Temperature-triggered Protein Adsorption and Desorption on Temperature-responsive PNIPAAm-grafted-silica: Molecular Dynamics Simulation and Experimental Validation

Abstract

Poly(N-isopropylacrylamide) (PNIPAAm) grafted onto silica, which may be used for reverse phase chromatography (RPC), was simulated and synthesized for protein separation with temperature-triggered adsorption and desorption. Molecular dynamics simulation at an all-atom level was performed to illustrate the adsorption/desorption behavior of cytochrome c, the model protein, on PNIPAAm-grafted-silica, a temperature responsive adsorbent. At a temperature above the lower critical solution temperature (LCST), the PNIPAAm chains aggregate on the silica surface, forming a hydrophobic surface that is favorable for the hydrophobic adsorption of cytochrome c, which has a high exposure of hydrophobic patches.
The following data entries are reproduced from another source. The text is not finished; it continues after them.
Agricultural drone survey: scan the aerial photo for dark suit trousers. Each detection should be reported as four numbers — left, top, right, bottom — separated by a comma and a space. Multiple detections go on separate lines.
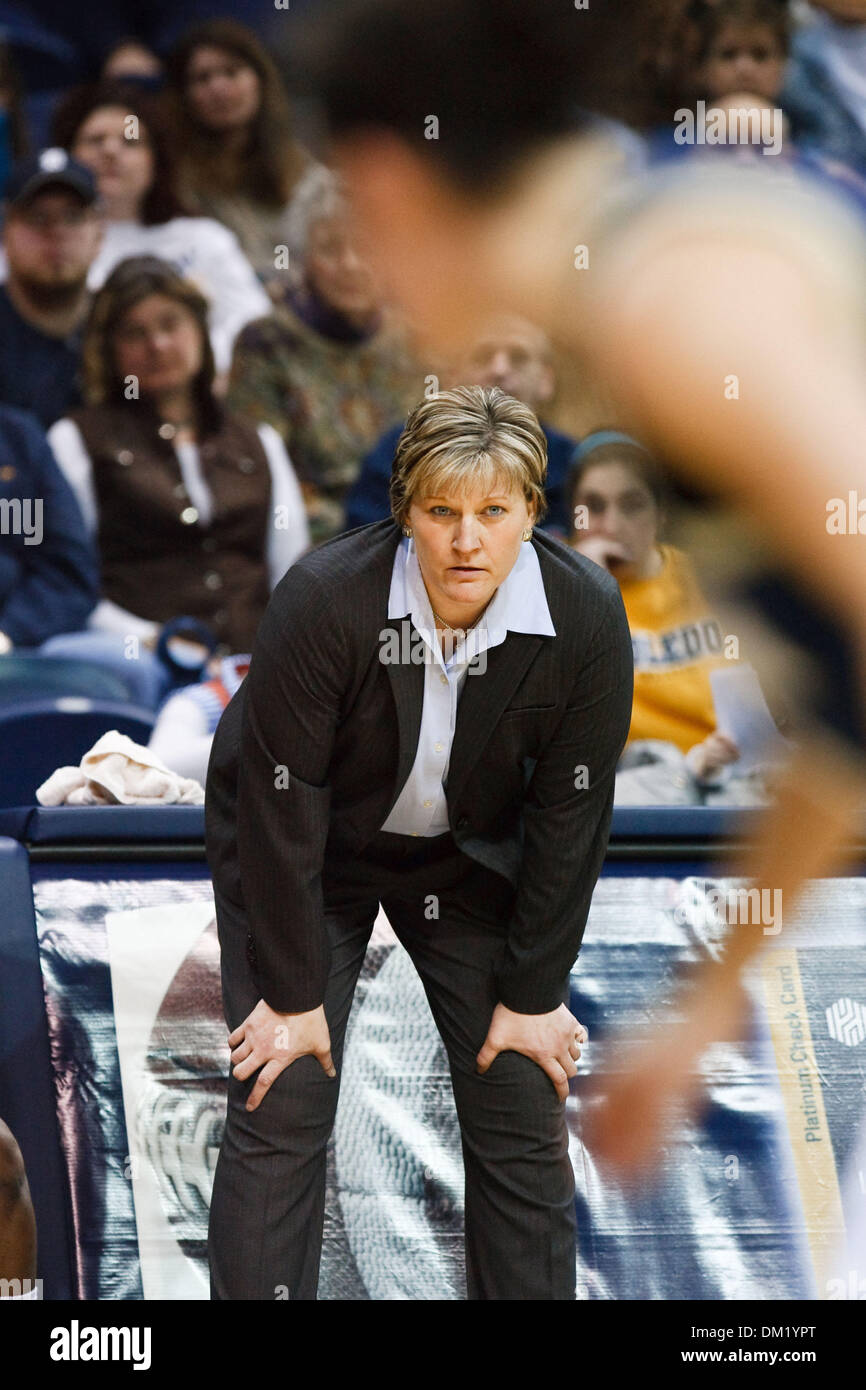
209, 831, 575, 1300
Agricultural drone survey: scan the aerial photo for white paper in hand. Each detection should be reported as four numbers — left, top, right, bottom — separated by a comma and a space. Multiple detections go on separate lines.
710, 662, 794, 773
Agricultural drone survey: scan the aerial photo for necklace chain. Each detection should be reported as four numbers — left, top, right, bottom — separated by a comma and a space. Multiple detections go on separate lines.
431, 605, 487, 632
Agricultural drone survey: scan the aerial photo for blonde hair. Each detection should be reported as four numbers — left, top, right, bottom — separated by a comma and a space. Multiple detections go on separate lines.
389, 386, 548, 525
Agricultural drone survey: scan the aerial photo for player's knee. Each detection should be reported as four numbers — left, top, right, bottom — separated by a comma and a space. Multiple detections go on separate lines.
0, 1120, 31, 1216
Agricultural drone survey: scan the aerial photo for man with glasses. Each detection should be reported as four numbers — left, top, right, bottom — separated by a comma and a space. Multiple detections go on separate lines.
0, 149, 103, 430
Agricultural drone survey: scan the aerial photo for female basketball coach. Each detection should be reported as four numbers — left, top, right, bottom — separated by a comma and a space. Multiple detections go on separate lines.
206, 388, 632, 1300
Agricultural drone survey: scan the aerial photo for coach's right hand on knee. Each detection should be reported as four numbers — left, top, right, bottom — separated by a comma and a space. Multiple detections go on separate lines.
228, 999, 336, 1111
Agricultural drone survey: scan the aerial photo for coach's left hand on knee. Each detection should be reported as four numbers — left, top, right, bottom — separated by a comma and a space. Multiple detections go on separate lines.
475, 1004, 589, 1101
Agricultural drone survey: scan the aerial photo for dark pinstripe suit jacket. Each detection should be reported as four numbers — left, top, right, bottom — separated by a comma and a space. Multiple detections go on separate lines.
206, 518, 632, 1013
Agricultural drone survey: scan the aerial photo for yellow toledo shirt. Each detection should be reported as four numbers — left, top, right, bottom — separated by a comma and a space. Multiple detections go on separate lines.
620, 545, 726, 752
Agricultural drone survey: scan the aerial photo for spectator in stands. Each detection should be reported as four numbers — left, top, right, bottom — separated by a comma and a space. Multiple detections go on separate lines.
100, 38, 164, 89
346, 314, 577, 539
0, 150, 103, 428
566, 431, 740, 781
147, 652, 250, 785
54, 85, 270, 373
168, 19, 310, 281
675, 0, 866, 175
43, 257, 309, 705
783, 0, 866, 177
228, 165, 424, 543
0, 406, 99, 655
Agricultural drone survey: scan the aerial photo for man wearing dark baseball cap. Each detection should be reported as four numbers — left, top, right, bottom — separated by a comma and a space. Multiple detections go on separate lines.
0, 149, 103, 430
6, 149, 97, 215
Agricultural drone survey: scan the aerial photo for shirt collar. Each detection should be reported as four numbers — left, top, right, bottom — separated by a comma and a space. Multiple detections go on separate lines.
388, 537, 556, 646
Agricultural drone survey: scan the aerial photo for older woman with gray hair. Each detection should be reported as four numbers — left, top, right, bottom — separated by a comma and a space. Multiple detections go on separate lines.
206, 386, 632, 1300
228, 165, 424, 543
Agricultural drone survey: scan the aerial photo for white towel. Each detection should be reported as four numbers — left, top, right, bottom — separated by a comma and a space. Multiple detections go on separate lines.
36, 728, 204, 806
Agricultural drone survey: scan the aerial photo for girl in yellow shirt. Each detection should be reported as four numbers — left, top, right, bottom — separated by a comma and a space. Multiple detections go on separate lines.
566, 431, 740, 780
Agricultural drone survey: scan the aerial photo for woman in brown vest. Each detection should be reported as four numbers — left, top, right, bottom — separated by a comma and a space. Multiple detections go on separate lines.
42, 257, 310, 703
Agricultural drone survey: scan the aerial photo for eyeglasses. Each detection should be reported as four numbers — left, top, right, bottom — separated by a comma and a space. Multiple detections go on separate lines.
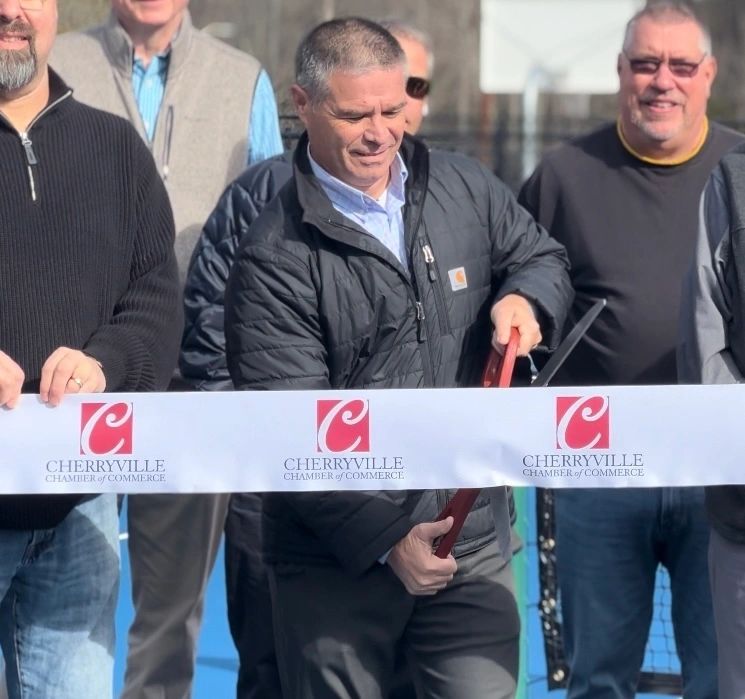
623, 52, 707, 78
406, 76, 432, 100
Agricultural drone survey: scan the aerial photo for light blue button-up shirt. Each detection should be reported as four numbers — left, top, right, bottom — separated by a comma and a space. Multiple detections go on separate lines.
132, 54, 283, 165
308, 147, 409, 267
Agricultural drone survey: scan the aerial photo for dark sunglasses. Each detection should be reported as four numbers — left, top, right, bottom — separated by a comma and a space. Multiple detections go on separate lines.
624, 53, 706, 78
406, 77, 432, 100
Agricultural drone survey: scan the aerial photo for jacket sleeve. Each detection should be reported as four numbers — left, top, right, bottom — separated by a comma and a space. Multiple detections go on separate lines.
179, 182, 259, 391
83, 130, 182, 391
678, 171, 743, 384
179, 154, 292, 391
489, 166, 574, 350
225, 224, 412, 575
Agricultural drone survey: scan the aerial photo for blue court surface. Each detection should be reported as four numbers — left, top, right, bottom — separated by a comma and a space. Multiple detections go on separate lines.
114, 492, 679, 699
114, 512, 238, 699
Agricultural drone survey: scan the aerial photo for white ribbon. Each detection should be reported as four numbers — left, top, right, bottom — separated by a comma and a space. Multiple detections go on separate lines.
0, 385, 745, 494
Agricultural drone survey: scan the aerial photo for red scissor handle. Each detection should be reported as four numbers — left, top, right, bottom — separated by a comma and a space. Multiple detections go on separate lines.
435, 328, 520, 558
481, 328, 520, 388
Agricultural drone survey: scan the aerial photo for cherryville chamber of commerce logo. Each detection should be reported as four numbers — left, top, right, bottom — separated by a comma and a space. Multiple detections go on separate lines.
556, 396, 610, 450
80, 403, 134, 456
282, 398, 405, 488
45, 402, 166, 488
316, 398, 370, 454
522, 396, 644, 487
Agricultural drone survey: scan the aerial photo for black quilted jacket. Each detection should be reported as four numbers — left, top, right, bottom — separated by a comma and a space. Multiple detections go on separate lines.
225, 137, 572, 574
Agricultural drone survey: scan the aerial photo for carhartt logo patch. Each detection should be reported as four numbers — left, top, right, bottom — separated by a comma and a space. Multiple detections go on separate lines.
448, 267, 468, 291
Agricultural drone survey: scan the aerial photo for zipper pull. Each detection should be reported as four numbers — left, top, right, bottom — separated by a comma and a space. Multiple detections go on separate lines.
21, 131, 38, 165
422, 244, 437, 282
19, 131, 38, 201
414, 301, 425, 342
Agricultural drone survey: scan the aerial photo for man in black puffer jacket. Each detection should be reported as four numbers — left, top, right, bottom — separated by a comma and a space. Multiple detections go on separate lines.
225, 19, 571, 699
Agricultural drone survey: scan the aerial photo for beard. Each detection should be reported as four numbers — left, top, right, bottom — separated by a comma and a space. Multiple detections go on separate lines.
0, 20, 39, 93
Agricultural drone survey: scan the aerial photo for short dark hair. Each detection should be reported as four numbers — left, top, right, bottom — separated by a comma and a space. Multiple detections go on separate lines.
295, 17, 406, 103
623, 0, 712, 56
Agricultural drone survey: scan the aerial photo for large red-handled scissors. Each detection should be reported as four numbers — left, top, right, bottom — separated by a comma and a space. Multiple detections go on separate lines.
435, 299, 606, 558
435, 328, 520, 558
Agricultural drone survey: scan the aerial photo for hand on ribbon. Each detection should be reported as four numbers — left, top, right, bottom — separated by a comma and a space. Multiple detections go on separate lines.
0, 352, 24, 408
39, 347, 106, 406
387, 517, 458, 595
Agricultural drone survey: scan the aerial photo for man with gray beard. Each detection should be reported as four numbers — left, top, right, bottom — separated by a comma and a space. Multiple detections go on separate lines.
520, 2, 742, 699
0, 0, 181, 699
At temperatures below the LCST, the PNIPAAm chains stretch, forming hydrophilic surface due to hydrogen bonding between PNIPAAm and surrounding water. Desorption of cytochrome c on the PNIPAAm-grafted-silica surface occurs as a result of competition with water, which forms hydrogen bonds with the protein. The conformational transitions of both cytochrome c and PNIPAAm are monitored, providing molecular insight into this temperature-responsive RPC technique. PNIPAAm-grafted-silica beads were synthesized and used for the adsorption and desorption of cytochrome c at approximately 313 K and 290 K, respectively. The experimental results validate the molecular dynamics simulation. In comparison to conventional RPC, using temperature as a driving force for RPC reduces the risk of protein denaturation caused by exposure to chaotropic solvents. Moreover, it simplifies the separation process by avoiding the buffer exchange operations between the steps.